Sebbene l'immunità della popolazione svedese sia ancora al di sotto del classico livello del 60%, che gli scienziati calcolano essere la percentuale ideale per il raggiungimento della cosiddetta ‘immunità di gregge’, il livello raggiunto potrebbe essere sufficiente a fermare una seconda ondata di COVID-19, ha suggerito uno degli epidemiologi più importanti della Danimarca.
"Ci sono indicazioni che gli svedesi abbiano acquisito un livello di immunità alla malattia, che, insieme ad altre misure in atto, potrebbe essere sufficiente a contenere la malattia", Kim Sneppen, professore di biocomplessità presso l'Istituto Niels Bohr di Copenaghen, ha detto al quotidiano Politiken.
La Svezia ha registrato una media giornaliera di 23 casi per milione di persone nell'ultima settimana, rispetto ai 61 casi in Danimarca, il cui tasso di infezione ha ora superato il picco di aprile.
Allo stesso tempo, Sneppen ha riconosciuto che la Svezia aveva subito in precedenza un tasso di mortalità molto più alto di quello visto in Danimarca (con quasi 5.900 morti rispetto ai 635).
“Questo è il prezzo che hanno pagato. Dall’altro lato però ora potrebbero aver risolto con l'epidemia", ha detto Sneppen.
Uno studio precedente del professor Tom Britton dell'Università di Stoccolma aveva stimato che la soglia per la piena immunità di gregge potesse essere in realtà ben più basso del 60-70% accettato in epidemiologia. Un livello di immunità pari al 43% della popolazione potrebbe essere già più che sufficiente si suoi studi avevano sostenuto, dato che i membri più socievoli e veicolanti della società sono i primi ad essere infettati.
"Anche solo un 20 per cento in realtà fa una grande differenza, perché si tratta di coloro infettati all’inizio che erano i più sensibili al virus, i più socialmente attivi e i più veicolanti”, ha sostenuto Britton.
Partiti male ma nel lungo periodo la strategia potrebbe pagare
Søren Riis Paludan, professore di biomedicina presso l'Università di Aarhus, ha affermato che sempre più prove suggeriscono che l'Agenzia per la sanità pubblica svedese potrebbe aver avuto ragione nella scelta di perseguire una strategia che consentisse uno sviluppo controllato dell'immunità.
"Si può sostenere che abbiano scelto la soluzione giusta, ma all'inizio erano scarsamente preparati per la strategia e non sono stati in grado di proteggere i loro soggetti più vulnerabili", ha detto Riis Paludan.
La Svezia, il cui approccio no-lockdown nel tentativo di ottenere l'immunità di gregge è stato criticato da professionisti medici, politici e attivisti, ha visto poco più di 88.000 casi di coronavirus, con una curva di contagi che si è andata lentamente ad abbassare dai dati massimi registrati a giugno. La Danimarca, al contrario, ha visto quasi 29.000 casi, quasi tre volte di meno, ma è nel bel mezzo di un nuovo picco. L'epidemiologo di stato danese Kåre Mølbak ha avvertito che la Danimarca in realtà è ancora nella "prima ondata di infezione" perché l'ondata in primavera non ha avuto il tempo di "svilupparsi pienamente" dato che il Paese, ha detto, "è stato messo in letargo".

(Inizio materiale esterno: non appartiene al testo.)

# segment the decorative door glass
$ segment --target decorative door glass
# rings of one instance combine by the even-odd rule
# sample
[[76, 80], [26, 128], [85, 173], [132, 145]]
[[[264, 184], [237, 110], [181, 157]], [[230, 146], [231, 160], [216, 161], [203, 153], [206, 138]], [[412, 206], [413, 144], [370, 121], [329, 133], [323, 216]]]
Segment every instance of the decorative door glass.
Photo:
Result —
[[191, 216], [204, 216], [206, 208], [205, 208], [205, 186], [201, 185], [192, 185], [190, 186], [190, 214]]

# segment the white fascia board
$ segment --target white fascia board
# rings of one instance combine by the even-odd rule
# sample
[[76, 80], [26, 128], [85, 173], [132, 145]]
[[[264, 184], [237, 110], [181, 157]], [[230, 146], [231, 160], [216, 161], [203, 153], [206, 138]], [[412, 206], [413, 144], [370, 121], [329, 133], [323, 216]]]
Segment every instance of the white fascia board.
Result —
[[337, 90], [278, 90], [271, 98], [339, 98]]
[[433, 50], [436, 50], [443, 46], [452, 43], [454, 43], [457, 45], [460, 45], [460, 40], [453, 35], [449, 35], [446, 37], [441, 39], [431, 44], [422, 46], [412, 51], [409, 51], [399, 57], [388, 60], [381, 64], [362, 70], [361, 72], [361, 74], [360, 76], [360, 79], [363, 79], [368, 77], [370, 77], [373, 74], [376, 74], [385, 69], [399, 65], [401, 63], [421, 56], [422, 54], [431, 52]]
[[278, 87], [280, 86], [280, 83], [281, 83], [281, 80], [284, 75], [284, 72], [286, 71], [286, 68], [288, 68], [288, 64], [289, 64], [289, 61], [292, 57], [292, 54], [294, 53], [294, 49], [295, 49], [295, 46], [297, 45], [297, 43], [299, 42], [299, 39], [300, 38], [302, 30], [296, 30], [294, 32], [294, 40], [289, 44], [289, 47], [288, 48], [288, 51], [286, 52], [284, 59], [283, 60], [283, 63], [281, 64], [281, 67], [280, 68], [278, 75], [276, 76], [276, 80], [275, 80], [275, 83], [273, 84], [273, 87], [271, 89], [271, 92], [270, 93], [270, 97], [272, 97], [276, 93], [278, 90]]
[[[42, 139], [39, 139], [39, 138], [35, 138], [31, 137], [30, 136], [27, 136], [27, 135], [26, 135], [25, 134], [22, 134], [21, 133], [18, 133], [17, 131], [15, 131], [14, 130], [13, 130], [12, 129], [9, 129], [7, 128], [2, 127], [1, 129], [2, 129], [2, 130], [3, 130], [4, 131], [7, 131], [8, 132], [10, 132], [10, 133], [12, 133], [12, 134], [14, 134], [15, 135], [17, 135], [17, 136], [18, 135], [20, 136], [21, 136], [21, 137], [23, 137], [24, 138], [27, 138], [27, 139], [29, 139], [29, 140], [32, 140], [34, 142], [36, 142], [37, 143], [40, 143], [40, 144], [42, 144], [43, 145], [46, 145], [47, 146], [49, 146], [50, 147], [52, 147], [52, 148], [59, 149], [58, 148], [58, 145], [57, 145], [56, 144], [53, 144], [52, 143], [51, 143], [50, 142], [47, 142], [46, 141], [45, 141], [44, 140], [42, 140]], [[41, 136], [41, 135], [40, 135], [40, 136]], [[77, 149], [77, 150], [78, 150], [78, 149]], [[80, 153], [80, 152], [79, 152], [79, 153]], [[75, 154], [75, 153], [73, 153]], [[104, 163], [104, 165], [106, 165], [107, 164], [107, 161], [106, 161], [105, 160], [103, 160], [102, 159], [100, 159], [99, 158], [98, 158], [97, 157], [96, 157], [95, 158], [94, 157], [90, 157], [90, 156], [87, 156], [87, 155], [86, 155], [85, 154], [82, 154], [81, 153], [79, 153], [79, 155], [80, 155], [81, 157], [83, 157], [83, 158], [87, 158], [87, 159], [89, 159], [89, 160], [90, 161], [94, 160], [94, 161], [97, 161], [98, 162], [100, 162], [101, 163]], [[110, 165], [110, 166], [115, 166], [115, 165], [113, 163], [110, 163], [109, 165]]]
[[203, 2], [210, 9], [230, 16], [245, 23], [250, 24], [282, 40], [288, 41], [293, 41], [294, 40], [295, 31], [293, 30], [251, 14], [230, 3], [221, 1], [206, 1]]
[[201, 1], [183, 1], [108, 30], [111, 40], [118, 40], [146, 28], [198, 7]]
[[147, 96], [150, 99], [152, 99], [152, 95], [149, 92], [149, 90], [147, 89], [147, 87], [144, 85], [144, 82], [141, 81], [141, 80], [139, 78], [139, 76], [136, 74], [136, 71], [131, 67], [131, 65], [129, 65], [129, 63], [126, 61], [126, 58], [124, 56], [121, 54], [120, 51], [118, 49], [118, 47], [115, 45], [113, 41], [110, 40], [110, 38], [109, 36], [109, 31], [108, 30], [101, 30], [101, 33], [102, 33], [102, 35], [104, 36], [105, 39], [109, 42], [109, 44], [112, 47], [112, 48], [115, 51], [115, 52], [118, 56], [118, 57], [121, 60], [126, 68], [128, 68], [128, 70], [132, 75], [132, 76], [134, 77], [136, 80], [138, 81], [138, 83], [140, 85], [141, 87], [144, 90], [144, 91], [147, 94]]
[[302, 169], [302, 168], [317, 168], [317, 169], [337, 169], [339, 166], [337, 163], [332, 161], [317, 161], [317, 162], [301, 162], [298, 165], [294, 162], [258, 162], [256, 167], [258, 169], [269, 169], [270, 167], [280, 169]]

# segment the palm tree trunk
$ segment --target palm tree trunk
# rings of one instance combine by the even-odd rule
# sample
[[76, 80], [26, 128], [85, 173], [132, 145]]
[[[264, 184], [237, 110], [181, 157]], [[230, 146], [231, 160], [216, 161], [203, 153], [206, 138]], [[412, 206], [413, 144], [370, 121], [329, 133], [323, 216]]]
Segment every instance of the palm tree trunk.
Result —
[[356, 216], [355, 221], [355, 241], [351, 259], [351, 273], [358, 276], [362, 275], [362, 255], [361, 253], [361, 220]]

Tuttavia, il rischio di ulteriori focolai in Svezia non può essere escluso, hanno avvertito altri epidemiologi.
"Non credo che si possa già escludere che non possano verificarsi anche in Svezia focolai come quelli in Danimarca", ha detto Allan Randrup Thomsen, professore di virologia all'Università di Aarhus.

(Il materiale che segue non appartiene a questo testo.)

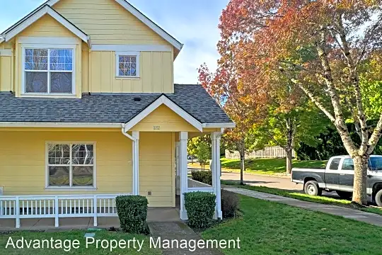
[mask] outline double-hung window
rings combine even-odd
[[[24,49],[24,93],[74,94],[74,49]]]
[[[139,77],[139,52],[115,52],[117,77]]]
[[[47,143],[47,188],[96,188],[95,144]]]

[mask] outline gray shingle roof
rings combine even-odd
[[[16,98],[0,92],[0,122],[127,123],[161,94],[84,94],[82,98]],[[202,123],[232,121],[200,85],[175,84],[168,98]],[[140,97],[140,101],[134,98]]]

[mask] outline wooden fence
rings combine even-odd
[[[272,146],[264,148],[262,150],[254,151],[245,154],[246,159],[272,159],[286,157],[285,150],[279,146]],[[292,152],[292,157],[295,157],[294,151]],[[230,151],[226,149],[226,158],[227,159],[240,159],[240,154],[238,151]]]

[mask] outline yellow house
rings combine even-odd
[[[0,35],[0,219],[115,216],[115,196],[175,207],[213,192],[233,128],[199,85],[174,84],[183,45],[125,0],[50,0]],[[211,134],[213,186],[189,187],[187,141]]]

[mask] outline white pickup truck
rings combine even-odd
[[[320,196],[322,191],[336,191],[342,198],[352,197],[354,166],[349,156],[331,157],[325,169],[292,169],[291,181],[303,184],[306,194]],[[366,193],[382,207],[382,156],[369,161]]]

Il tasso di mortalità della Svezia è il quinto più alto tasso pro capite in Europa, ma il numero di nuove infezioni è in costante diminuzione dal picco di fine giugno. Ad oggi, ha solo una dozzina di pazienti in terapia intensiva. Questo è in netto contrasto con altri paesi in Europa che si stanno preparando a nuovi lockdown, come Gran Bretagna, Francia e Spagna, dove i nuovi casi stanno aumentando vertiginosamente, mettendo ancora una volta a rischio intere economie.